If a tree falls in the classroom…

[Web 2.0 tools] are specifically designed to support communitites in completing shared tasks.  Wikipedia survives on a small number of paid employees because the contributors have a shared sense of mission.  Educators need to build a similar sense of shared purpose[…] Schools and universities have the potential to become communities of learning, but educators and administrators must rethink teaching and learning in the context of new social trends and the technologies that support them. (p. 6)

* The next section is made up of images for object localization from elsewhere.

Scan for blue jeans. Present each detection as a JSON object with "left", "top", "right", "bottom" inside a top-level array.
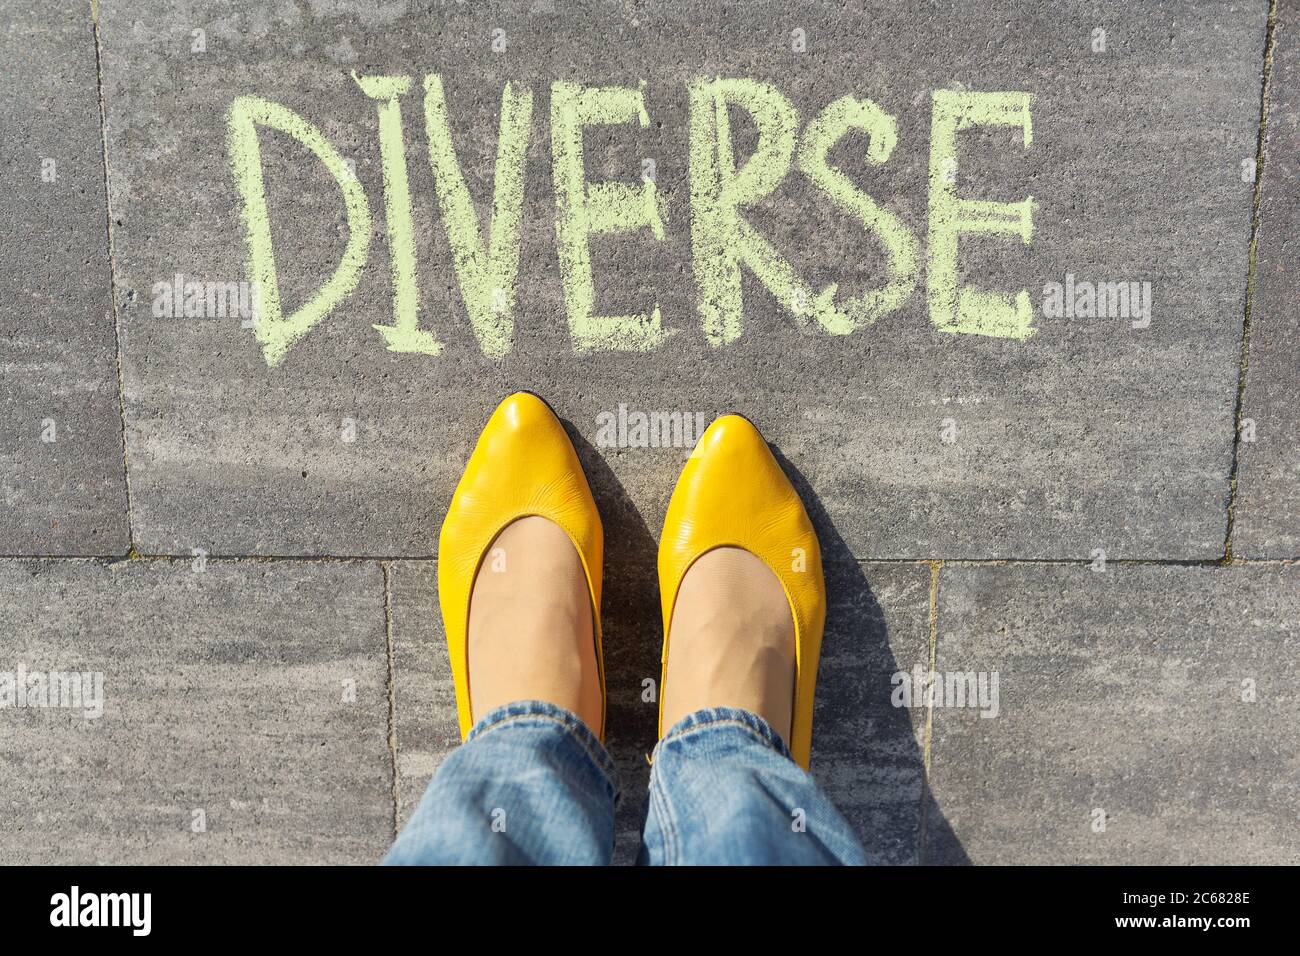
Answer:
[{"left": 384, "top": 700, "right": 869, "bottom": 865}]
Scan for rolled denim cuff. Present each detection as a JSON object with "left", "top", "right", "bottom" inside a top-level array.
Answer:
[
  {"left": 653, "top": 705, "right": 794, "bottom": 763},
  {"left": 466, "top": 699, "right": 620, "bottom": 801}
]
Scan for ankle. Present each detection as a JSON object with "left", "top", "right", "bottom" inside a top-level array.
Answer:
[
  {"left": 661, "top": 547, "right": 795, "bottom": 741},
  {"left": 467, "top": 517, "right": 601, "bottom": 731}
]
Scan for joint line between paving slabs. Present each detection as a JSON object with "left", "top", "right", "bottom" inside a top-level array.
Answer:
[
  {"left": 381, "top": 561, "right": 400, "bottom": 843},
  {"left": 917, "top": 560, "right": 941, "bottom": 863},
  {"left": 90, "top": 0, "right": 137, "bottom": 556},
  {"left": 1224, "top": 0, "right": 1279, "bottom": 563}
]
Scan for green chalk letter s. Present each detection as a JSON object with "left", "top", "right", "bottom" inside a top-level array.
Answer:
[
  {"left": 227, "top": 96, "right": 372, "bottom": 367},
  {"left": 927, "top": 90, "right": 1035, "bottom": 339},
  {"left": 797, "top": 95, "right": 919, "bottom": 329},
  {"left": 551, "top": 81, "right": 671, "bottom": 353}
]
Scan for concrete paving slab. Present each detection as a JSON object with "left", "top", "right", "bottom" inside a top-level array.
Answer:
[
  {"left": 0, "top": 559, "right": 391, "bottom": 864},
  {"left": 1234, "top": 3, "right": 1300, "bottom": 559},
  {"left": 927, "top": 563, "right": 1300, "bottom": 864},
  {"left": 0, "top": 5, "right": 129, "bottom": 555},
  {"left": 810, "top": 561, "right": 940, "bottom": 865},
  {"left": 387, "top": 560, "right": 459, "bottom": 831},
  {"left": 99, "top": 0, "right": 1265, "bottom": 559},
  {"left": 389, "top": 556, "right": 938, "bottom": 864}
]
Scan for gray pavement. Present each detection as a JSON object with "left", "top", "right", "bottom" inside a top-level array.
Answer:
[
  {"left": 928, "top": 563, "right": 1299, "bottom": 864},
  {"left": 0, "top": 3, "right": 129, "bottom": 554},
  {"left": 0, "top": 0, "right": 1296, "bottom": 864},
  {"left": 0, "top": 559, "right": 390, "bottom": 864},
  {"left": 1235, "top": 0, "right": 1300, "bottom": 558},
  {"left": 101, "top": 0, "right": 1264, "bottom": 559}
]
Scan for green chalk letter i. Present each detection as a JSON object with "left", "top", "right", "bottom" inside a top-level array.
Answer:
[
  {"left": 927, "top": 90, "right": 1035, "bottom": 339},
  {"left": 551, "top": 81, "right": 671, "bottom": 353},
  {"left": 354, "top": 73, "right": 443, "bottom": 356},
  {"left": 227, "top": 96, "right": 372, "bottom": 367}
]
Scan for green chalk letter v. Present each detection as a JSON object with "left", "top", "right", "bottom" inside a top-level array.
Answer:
[
  {"left": 424, "top": 74, "right": 532, "bottom": 359},
  {"left": 227, "top": 96, "right": 372, "bottom": 367}
]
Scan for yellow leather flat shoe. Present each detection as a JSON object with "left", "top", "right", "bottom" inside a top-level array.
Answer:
[
  {"left": 657, "top": 414, "right": 826, "bottom": 769},
  {"left": 438, "top": 392, "right": 605, "bottom": 739}
]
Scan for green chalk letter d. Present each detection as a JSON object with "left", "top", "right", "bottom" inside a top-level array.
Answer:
[
  {"left": 227, "top": 95, "right": 372, "bottom": 367},
  {"left": 927, "top": 90, "right": 1035, "bottom": 339},
  {"left": 551, "top": 81, "right": 671, "bottom": 353},
  {"left": 424, "top": 74, "right": 532, "bottom": 359},
  {"left": 354, "top": 73, "right": 442, "bottom": 356}
]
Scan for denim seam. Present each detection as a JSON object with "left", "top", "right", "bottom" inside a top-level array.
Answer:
[
  {"left": 470, "top": 712, "right": 618, "bottom": 798},
  {"left": 661, "top": 718, "right": 785, "bottom": 757},
  {"left": 664, "top": 776, "right": 680, "bottom": 865},
  {"left": 648, "top": 767, "right": 679, "bottom": 865}
]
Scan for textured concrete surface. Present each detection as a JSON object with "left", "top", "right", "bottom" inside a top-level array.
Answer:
[
  {"left": 97, "top": 0, "right": 1264, "bottom": 559},
  {"left": 1235, "top": 2, "right": 1300, "bottom": 558},
  {"left": 808, "top": 562, "right": 940, "bottom": 865},
  {"left": 927, "top": 563, "right": 1300, "bottom": 865},
  {"left": 388, "top": 561, "right": 458, "bottom": 831},
  {"left": 0, "top": 4, "right": 129, "bottom": 554},
  {"left": 1, "top": 0, "right": 1294, "bottom": 866},
  {"left": 0, "top": 559, "right": 391, "bottom": 864},
  {"left": 389, "top": 558, "right": 941, "bottom": 864}
]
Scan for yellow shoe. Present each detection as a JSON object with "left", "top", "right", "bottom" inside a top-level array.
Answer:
[
  {"left": 657, "top": 415, "right": 826, "bottom": 769},
  {"left": 438, "top": 392, "right": 605, "bottom": 740}
]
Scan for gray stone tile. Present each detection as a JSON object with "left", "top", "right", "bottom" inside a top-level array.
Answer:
[
  {"left": 387, "top": 556, "right": 671, "bottom": 863},
  {"left": 0, "top": 5, "right": 129, "bottom": 555},
  {"left": 1234, "top": 4, "right": 1300, "bottom": 558},
  {"left": 390, "top": 555, "right": 934, "bottom": 864},
  {"left": 99, "top": 0, "right": 1263, "bottom": 559},
  {"left": 928, "top": 563, "right": 1300, "bottom": 864},
  {"left": 0, "top": 559, "right": 391, "bottom": 864},
  {"left": 388, "top": 560, "right": 459, "bottom": 829},
  {"left": 811, "top": 561, "right": 936, "bottom": 866}
]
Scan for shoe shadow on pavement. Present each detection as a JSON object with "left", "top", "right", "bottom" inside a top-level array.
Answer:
[
  {"left": 770, "top": 447, "right": 971, "bottom": 866},
  {"left": 565, "top": 426, "right": 669, "bottom": 863},
  {"left": 567, "top": 417, "right": 970, "bottom": 864}
]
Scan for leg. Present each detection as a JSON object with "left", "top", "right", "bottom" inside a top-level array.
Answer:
[
  {"left": 385, "top": 700, "right": 617, "bottom": 865},
  {"left": 640, "top": 706, "right": 868, "bottom": 865},
  {"left": 386, "top": 505, "right": 608, "bottom": 865},
  {"left": 650, "top": 544, "right": 868, "bottom": 864}
]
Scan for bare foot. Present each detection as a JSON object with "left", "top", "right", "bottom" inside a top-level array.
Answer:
[
  {"left": 467, "top": 516, "right": 601, "bottom": 731},
  {"left": 661, "top": 547, "right": 795, "bottom": 741}
]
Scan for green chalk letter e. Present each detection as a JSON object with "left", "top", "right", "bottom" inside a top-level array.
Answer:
[
  {"left": 927, "top": 90, "right": 1035, "bottom": 339},
  {"left": 551, "top": 81, "right": 671, "bottom": 353},
  {"left": 227, "top": 96, "right": 372, "bottom": 367}
]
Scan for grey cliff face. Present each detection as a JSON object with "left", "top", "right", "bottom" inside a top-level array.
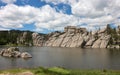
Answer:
[
  {"left": 13, "top": 26, "right": 117, "bottom": 48},
  {"left": 1, "top": 25, "right": 118, "bottom": 48},
  {"left": 92, "top": 35, "right": 111, "bottom": 48},
  {"left": 32, "top": 33, "right": 45, "bottom": 46},
  {"left": 17, "top": 32, "right": 32, "bottom": 46},
  {"left": 30, "top": 26, "right": 111, "bottom": 48},
  {"left": 44, "top": 27, "right": 88, "bottom": 48}
]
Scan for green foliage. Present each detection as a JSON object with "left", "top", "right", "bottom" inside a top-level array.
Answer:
[
  {"left": 108, "top": 37, "right": 113, "bottom": 45},
  {"left": 0, "top": 68, "right": 28, "bottom": 74},
  {"left": 48, "top": 67, "right": 70, "bottom": 75},
  {"left": 0, "top": 30, "right": 33, "bottom": 46},
  {"left": 0, "top": 67, "right": 120, "bottom": 75},
  {"left": 0, "top": 31, "right": 9, "bottom": 45},
  {"left": 94, "top": 33, "right": 99, "bottom": 40},
  {"left": 106, "top": 24, "right": 120, "bottom": 45},
  {"left": 31, "top": 67, "right": 70, "bottom": 75},
  {"left": 106, "top": 24, "right": 112, "bottom": 34},
  {"left": 70, "top": 69, "right": 120, "bottom": 75}
]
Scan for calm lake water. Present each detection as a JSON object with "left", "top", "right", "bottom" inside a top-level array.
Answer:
[{"left": 0, "top": 47, "right": 120, "bottom": 70}]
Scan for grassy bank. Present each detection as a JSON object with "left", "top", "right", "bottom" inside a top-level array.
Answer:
[{"left": 0, "top": 67, "right": 120, "bottom": 75}]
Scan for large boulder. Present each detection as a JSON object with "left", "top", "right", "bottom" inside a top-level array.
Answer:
[
  {"left": 14, "top": 51, "right": 21, "bottom": 57},
  {"left": 7, "top": 47, "right": 19, "bottom": 52},
  {"left": 0, "top": 47, "right": 20, "bottom": 57},
  {"left": 21, "top": 52, "right": 32, "bottom": 58},
  {"left": 0, "top": 47, "right": 32, "bottom": 58}
]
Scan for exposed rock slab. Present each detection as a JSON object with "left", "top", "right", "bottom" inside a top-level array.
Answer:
[{"left": 92, "top": 35, "right": 110, "bottom": 48}]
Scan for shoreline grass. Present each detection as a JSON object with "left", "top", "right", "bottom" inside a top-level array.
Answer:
[{"left": 0, "top": 67, "right": 120, "bottom": 75}]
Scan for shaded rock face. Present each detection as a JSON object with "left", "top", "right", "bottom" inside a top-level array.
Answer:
[
  {"left": 17, "top": 32, "right": 32, "bottom": 46},
  {"left": 17, "top": 32, "right": 27, "bottom": 44},
  {"left": 0, "top": 47, "right": 32, "bottom": 58},
  {"left": 85, "top": 37, "right": 95, "bottom": 48},
  {"left": 32, "top": 33, "right": 45, "bottom": 46}
]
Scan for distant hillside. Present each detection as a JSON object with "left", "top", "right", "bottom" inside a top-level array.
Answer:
[{"left": 0, "top": 30, "right": 45, "bottom": 46}]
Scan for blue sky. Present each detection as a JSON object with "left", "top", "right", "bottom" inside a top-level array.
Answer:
[{"left": 0, "top": 0, "right": 120, "bottom": 33}]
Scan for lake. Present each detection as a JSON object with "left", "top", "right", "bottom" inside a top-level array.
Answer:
[{"left": 0, "top": 47, "right": 120, "bottom": 70}]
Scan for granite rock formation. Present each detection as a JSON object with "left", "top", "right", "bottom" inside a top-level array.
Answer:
[
  {"left": 0, "top": 25, "right": 119, "bottom": 48},
  {"left": 32, "top": 26, "right": 111, "bottom": 48},
  {"left": 0, "top": 47, "right": 32, "bottom": 58}
]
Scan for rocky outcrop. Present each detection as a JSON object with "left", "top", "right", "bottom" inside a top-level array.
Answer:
[
  {"left": 17, "top": 32, "right": 33, "bottom": 46},
  {"left": 0, "top": 26, "right": 115, "bottom": 48},
  {"left": 44, "top": 26, "right": 90, "bottom": 48},
  {"left": 92, "top": 35, "right": 111, "bottom": 48},
  {"left": 85, "top": 37, "right": 95, "bottom": 48},
  {"left": 32, "top": 33, "right": 45, "bottom": 46},
  {"left": 0, "top": 47, "right": 21, "bottom": 57},
  {"left": 17, "top": 32, "right": 28, "bottom": 44},
  {"left": 0, "top": 47, "right": 32, "bottom": 58},
  {"left": 31, "top": 26, "right": 111, "bottom": 48},
  {"left": 44, "top": 31, "right": 62, "bottom": 46},
  {"left": 21, "top": 52, "right": 32, "bottom": 58},
  {"left": 33, "top": 26, "right": 116, "bottom": 48}
]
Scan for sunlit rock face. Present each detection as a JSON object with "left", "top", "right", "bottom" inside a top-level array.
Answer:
[
  {"left": 44, "top": 26, "right": 89, "bottom": 48},
  {"left": 92, "top": 35, "right": 111, "bottom": 48},
  {"left": 1, "top": 26, "right": 112, "bottom": 48},
  {"left": 30, "top": 26, "right": 111, "bottom": 48}
]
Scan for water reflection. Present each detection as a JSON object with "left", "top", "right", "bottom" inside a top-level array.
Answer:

What’s your shared purpose in class?

If you, like I, didn’t establish one in August, what you’re doing in April might not matter.  Forgive me if it seems like I’m taking massive steps backward in my understanding of 21st century competencies, but I think I just realized that emerging technologies don’t just fit nicely with student learning; they often reflect it. And if youth gravitate toward technology that is interactive in nature, why are we still cultivating transactional relationships in our classroom?

Earlier in the article, the authors referred to the old model as “teaching as transmission.”  Until recently, most technology was transactional in nature–enter data, receive a product.  At some point, transactional technology became interactive and networked.  Web searches became wikis, e-mails became blogs.  Perhaps this is a chicken/egg question, but which came first, the networked application or the networked student?

And why are kids so inextricably networked?  Is it so that they can master a foreign language?  Ha!  Because each of their networks, no matter how trivial achieves a shared purpose.  The burgeoning guitarist goes to iCompositions.com to share his music with the world, and to learn from others.  Facebookers join communities that allow the user to cultivate a virtual farm or build an ersatz criminal empire and update their friends about it.  Others join communities called “I don’t care about your farm, your fish, your park, or your mafia!!” (active member since 2009).  The point is, they all join one constituency or another because they want to feel connected to something.

Teachers have become proficient at utilizing transactional technology in their classrooms.  Microsoft Office is ablaze in schools across America.  But I’m willing to bet that the percentage of teachers using Web 2.0 tools is still in the single digits.  I’m not suggesting that we all chase each fad technology that comes around (imagine if my teachers based their lessons on the tenets of Colecovision?), but if our teaching more closely reflects the ways in which students interact outside of the classroom, perhaps we would see more interaction inside the classroom.

And can I get an “Amen” for the coolest use of the word “disruptive” that I’ve ever encountered?